GPTs and what they mean for companies building with AI

OpenAI recently announced their new “GPTs” feature - this article delves into how non-coders can now create tailored AI tools, and why it’s worth it for innovators and developers to take note of this significant shift.

GPTs allow anyone to tailor ChatGPT to be more helpful for daily tasks, work, learning, or fun by providing it with customised instructions, knowledge, and skills. People can build GPTs through the chat interface without needing to code. GPTs can search the web, generate images, analyse data, and more based on the capabilities provided.

Essentially, this is a simple way for people to share their custom instructions (or system prompts). Previously, if you wanted to show someone how they could use ChatGPT in different ways you had to either send long system prompts back and forth, or use OpenAI’s API to build a “gpt wrapper” and host it online.

The reality is that most people probably never knew you could ask ChatGPT to act as different characters, or respond in different ways. So we expect this feature to be hugely successful, similarly to how character.ai became an internet sensation by allowing anyone to create a custom character without code to engage in role playing conversations.

Just as GPT Plugins made a lot of AI-based products obsolete, GPTs will become the de facto way to share prompts and create custom assistants. So what does this mean for companies and startups building AI tools?

On a first level, AI tools can’t just be a chat bot with custom instructions anymore. Even adding domain knowledge through embeddings will be possible without code on OpenAI GPTs, so that will not be enough either.

AI products need to go beyond this, they need to be AI-enabled workflows. Processes that integrate and combine inputs and outputs from different sources and models, with multi-steps and output parsing.

For example, if you need to customise how the prompt template joins together multiple embeddings datasets, with GPTs you can provide documents for context, but you can’t group them into categories, or specify how they should be included and when.
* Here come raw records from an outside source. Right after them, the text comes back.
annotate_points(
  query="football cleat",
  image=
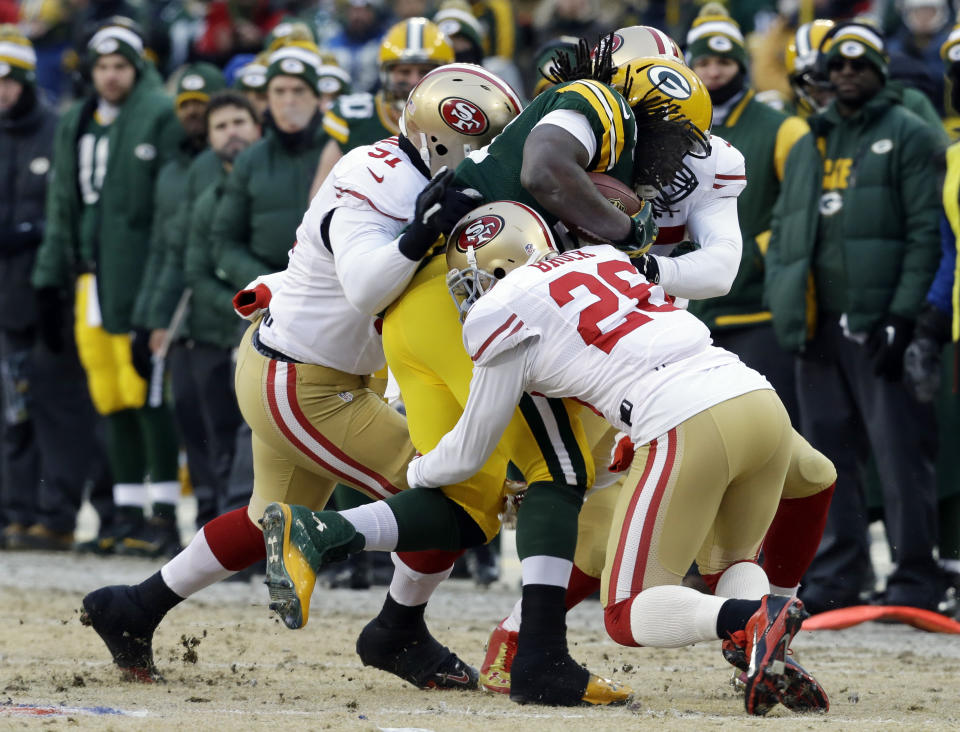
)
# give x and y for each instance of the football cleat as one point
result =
(767, 642)
(495, 669)
(415, 656)
(299, 542)
(803, 693)
(553, 678)
(125, 627)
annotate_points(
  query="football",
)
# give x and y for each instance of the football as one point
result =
(619, 194)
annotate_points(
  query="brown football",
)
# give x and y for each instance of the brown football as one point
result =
(619, 194)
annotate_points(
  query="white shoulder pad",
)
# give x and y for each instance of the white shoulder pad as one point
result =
(730, 174)
(378, 176)
(491, 329)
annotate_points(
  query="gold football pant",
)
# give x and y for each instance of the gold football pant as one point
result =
(423, 341)
(106, 357)
(808, 473)
(313, 427)
(706, 490)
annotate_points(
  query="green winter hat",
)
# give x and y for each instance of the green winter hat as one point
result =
(857, 40)
(715, 33)
(199, 81)
(298, 58)
(116, 39)
(18, 61)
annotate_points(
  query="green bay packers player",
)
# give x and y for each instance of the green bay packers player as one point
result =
(530, 160)
(409, 50)
(302, 384)
(714, 435)
(700, 206)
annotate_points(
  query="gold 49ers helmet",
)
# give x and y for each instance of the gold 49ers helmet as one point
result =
(454, 110)
(412, 41)
(490, 242)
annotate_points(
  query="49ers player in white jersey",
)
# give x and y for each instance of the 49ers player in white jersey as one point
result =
(700, 207)
(303, 382)
(587, 325)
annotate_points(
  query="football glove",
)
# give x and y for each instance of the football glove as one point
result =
(643, 232)
(438, 209)
(648, 267)
(886, 345)
(921, 360)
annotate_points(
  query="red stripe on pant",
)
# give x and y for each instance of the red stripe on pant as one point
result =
(794, 536)
(234, 540)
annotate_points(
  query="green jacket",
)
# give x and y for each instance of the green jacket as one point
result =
(765, 137)
(142, 139)
(178, 186)
(890, 221)
(264, 199)
(211, 319)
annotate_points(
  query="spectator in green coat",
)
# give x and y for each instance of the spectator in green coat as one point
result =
(108, 151)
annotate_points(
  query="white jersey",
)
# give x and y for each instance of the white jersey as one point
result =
(707, 216)
(584, 325)
(345, 269)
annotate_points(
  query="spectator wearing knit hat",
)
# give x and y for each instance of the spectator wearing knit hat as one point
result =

Another example could be using LLMs as AI algorithms within a machine-to-machine system. There are algorithms that are incredibly difficult to convert to machine code, but can be easily explained in natural language and fed into an LLM. Using the latest JSON mode feature, the result from the LLM can be fed into another (non-AI) system directly to continue the data workflow.

In summary, companies building with AI need to create AI-enabled products, not AI-based products (i.e.: chat bots). The main use case of LLMs will continue to become ever more easy to customise and tweak by anyone even without programming knowledge, while complex use cases that leverage AI to become more resilient and better handle edge cases will be the ones that need custom solutions.